In my upcoming book, Father Sun, Mother Moon, I talk about how our Moon sign shows how we protect ourselves against the threats posed by the outside world. While Sun sign pushes our ego outward and looks for those areas in life where we might shine, the Moon interjects caution and uses intuition to help us avoid dangers and side-step obstacles.

Edvard Munch was a Sagittarian by Sun sign and he had Mars and Venus in Scorpio, but his Moon was in Capricorn and his artwork reflects that sign more than any other. We see some of Capricorn’s tendency toward anxiety and isolation in his most famous work, The Scream. However, I think the lithograph pictured here is among his most Capricornian pieces. (Click here to see a horoscope for Munch charted for noon.)

It is called Sin and it seems to depict a woman consumed with guilt because of a sexual tryst. But she could as easily be worrying over a tweet she just sent out or wondering if she over-tipped her hairdresser, (which, from the looks of her hair, she most certainly did.)

Worry is almost a state of being for Capricorns. They are never quite sure if they’ve done enough, if they’ve met the standard or proved their worth to authority. They are constantly reviewing themselves and judging their actions. This is one reason that this sign is famous for its cautious, step-by-step way of doing things.

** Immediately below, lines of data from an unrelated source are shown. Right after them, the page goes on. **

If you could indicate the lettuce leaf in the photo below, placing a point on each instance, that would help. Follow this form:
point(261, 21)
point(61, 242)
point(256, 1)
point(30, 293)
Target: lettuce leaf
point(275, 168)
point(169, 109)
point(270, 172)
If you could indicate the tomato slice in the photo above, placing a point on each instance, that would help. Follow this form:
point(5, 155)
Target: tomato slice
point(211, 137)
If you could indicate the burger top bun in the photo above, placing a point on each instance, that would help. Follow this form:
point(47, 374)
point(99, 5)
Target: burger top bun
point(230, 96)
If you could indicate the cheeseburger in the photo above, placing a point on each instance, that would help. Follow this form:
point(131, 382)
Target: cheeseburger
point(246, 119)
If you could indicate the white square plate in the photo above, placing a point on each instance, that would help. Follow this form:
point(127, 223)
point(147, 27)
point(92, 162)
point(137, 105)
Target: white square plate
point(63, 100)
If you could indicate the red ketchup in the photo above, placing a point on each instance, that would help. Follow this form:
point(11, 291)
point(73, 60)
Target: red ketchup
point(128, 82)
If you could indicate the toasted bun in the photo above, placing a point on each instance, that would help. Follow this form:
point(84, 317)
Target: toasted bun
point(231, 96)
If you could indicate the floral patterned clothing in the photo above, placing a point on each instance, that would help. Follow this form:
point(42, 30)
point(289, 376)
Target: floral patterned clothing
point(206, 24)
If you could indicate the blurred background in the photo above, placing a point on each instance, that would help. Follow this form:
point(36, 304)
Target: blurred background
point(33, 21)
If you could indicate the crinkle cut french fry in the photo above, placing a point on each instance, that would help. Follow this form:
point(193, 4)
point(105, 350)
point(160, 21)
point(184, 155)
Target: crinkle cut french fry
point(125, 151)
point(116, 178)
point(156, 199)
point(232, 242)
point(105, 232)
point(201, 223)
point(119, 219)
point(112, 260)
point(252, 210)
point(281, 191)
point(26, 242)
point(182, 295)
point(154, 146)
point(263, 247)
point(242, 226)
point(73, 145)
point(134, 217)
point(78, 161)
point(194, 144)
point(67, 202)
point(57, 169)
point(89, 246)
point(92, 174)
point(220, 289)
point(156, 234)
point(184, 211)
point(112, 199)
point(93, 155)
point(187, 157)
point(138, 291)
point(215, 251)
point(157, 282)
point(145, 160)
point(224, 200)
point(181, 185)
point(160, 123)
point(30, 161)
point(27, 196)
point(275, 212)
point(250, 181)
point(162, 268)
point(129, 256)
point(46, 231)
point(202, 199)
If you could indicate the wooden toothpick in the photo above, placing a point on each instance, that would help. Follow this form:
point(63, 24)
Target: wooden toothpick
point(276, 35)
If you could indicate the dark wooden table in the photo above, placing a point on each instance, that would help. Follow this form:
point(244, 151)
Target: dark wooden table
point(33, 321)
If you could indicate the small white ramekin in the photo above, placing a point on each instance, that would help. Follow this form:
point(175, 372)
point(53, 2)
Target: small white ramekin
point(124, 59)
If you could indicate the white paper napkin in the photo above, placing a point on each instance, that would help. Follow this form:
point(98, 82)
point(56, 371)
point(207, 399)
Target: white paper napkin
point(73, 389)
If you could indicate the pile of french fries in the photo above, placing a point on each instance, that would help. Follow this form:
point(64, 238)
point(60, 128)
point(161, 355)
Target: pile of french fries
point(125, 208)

It is also a reason why Capricorns are so prone to dark moods and depression.

Edvard Munch certainly had his dark moods, and they are frequently reflected in his artwork. He was a guilt ridden Norwegian whose father was intensely religious and felt that just about everything about his son’s chosen profession was sinful. Munch escaped his father’s complaints by moving to Paris, but you have a sense, when you look at Munch’s work, that the old man’s voice never stopped ringing in his ears. (Click here to see a gallery of Edvard Munch’s work.)

With the Moon in Capricorn, Munch carried that angry, reproachful voice of his father deep within his psyche. It warned him of the moral dangers of sensuality and lust, (which is probably one reason why Munch’s art has such misogynistic tendencies.) It made him sensitive to slights and indications of disrespect, particularly from competing artist. And that voice probably spoke to Munch loudest whenever he picked up a brush or drawing instrument, challenging him to do his best and to prove his father wrong.

If Munch had been born with the Sun in Capricorn, this need to exceed expectations and meet high, personal standard would have been more outwardly directed. (Look at the careers of Henri Matisse or Paul Cezanne to see this.) But as his Moon sign, the Capricorn influence in Munch’s personality was internal. It became a part of his neurosis.

When I was student, one of my professors liked to put down poor Munch. He told us that the Norwegian was limited as a draftsman and a terrible colorist. “The only thing Munch had going for him,” he proclaimed, “was his neurosis.” That might be so, but a Capricorn neurosis is still a factor to be reckoned with. It was certainly enough to make Edvard Munch one of the most memorable artists of all time.